Прежде всего это сверхдлинные размеры у К. Д. Бальмонта, В. Я. Брюсова, а за ними у многих: 8-, 10-, даже 12-стопные хореи и ямбы (IV, 1, 16, 25, 36, 123); 6-, 7-, 8-стопные трехсложники (IV, 14, 28, 124, 125); Бальмонтовские 4-стопные пеоны, в их числе небывалый I (IV, 7, 8, 15) и счетверенный 5-сложник (IV, 13). (Пеон III и 5-сложник теряют при этом ореол народно-песенного размера — ср. также III, 74; IV, 23.) Такие сверхдлинные стихи не могут обойтись без цезуры, двух (IV, 36), даже трех (IV, 13, 123).

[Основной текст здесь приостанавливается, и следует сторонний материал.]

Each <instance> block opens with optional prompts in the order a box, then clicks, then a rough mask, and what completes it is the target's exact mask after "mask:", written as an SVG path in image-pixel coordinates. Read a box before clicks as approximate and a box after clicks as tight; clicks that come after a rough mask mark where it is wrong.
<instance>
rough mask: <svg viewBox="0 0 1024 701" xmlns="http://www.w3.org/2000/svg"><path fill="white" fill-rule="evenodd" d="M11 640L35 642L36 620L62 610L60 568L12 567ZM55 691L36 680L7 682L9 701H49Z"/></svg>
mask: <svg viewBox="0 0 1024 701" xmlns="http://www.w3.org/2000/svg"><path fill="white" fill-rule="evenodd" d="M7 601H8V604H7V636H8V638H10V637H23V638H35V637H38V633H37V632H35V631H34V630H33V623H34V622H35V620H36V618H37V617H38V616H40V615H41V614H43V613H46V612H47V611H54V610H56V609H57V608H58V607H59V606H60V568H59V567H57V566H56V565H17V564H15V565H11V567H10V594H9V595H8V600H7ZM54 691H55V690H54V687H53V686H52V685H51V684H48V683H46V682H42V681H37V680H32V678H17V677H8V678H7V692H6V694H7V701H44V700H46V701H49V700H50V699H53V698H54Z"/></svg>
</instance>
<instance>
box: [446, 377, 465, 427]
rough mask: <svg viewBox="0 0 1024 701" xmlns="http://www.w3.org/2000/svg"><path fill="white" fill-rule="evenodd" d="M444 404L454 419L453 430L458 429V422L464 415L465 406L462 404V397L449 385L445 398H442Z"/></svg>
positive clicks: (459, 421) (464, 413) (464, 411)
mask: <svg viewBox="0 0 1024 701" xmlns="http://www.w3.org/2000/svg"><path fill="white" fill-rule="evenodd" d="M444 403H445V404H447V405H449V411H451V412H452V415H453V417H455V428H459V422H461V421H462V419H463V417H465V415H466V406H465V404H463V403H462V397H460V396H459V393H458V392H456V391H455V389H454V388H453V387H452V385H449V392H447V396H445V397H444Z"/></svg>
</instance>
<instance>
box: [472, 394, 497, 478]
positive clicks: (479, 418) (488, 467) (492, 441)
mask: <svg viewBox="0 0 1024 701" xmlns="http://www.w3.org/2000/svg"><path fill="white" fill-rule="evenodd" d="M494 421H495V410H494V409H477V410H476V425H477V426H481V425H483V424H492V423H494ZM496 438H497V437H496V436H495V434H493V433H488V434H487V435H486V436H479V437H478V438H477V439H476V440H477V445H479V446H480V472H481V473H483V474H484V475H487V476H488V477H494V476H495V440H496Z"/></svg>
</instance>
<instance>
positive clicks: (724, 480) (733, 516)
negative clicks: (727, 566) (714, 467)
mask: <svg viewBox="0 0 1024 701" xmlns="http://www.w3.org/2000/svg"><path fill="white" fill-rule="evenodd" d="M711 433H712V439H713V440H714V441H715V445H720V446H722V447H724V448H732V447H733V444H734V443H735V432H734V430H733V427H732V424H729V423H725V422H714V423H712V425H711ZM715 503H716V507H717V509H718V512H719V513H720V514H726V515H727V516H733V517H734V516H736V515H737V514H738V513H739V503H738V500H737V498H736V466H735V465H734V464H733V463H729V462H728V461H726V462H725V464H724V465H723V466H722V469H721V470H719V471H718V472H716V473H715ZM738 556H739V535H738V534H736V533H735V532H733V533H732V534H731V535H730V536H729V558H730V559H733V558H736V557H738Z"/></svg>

Часто возникает цезурное наращение, т. е. прибавление перед цезурой безударного слога, реже двух — как в длинных и сверхдлинных размерах (IV, 3, 16, 28, 119, 120, 121), так и в средних. Широкое распространение получил 4-стопный ямб с цезурным наращением (IV, 5, 43, 61). Реже встречается цезурное усечение (IV, 91, 124).
Иногда в сверхдлинных размерах на цезурах стоят регулярные внутренние рифмы, порой перекликающиеся с концевыми. Однако, как уже говорилось, такие строки нельзя разбить на ряд коротких, например 4-стишную цепь рифм «Фантазии» Бальмонта (IV, 1) А|А||А|б||В|В||В|б превратить в 8-стишие АААбВВВб: сверхдлинные строки создают ту напевную «изысканность русской медлительной речи», к которой стремился Бальмонт и его последователи (см. также IV, 36).
Так же замедляют стих ставшие привычными дактилические рифмы, даже в 4-стопном ямбе (IV, 53), еще более — редкие гипердактилические с ударением на 4-м с конца слоге (IV, 22, 54) и даже на 5-м (IV, 35).
Необычно звучат вольные стихи разных метров, строфические и нестрофические (IV, 20, 21, 66, 67, 69, 84).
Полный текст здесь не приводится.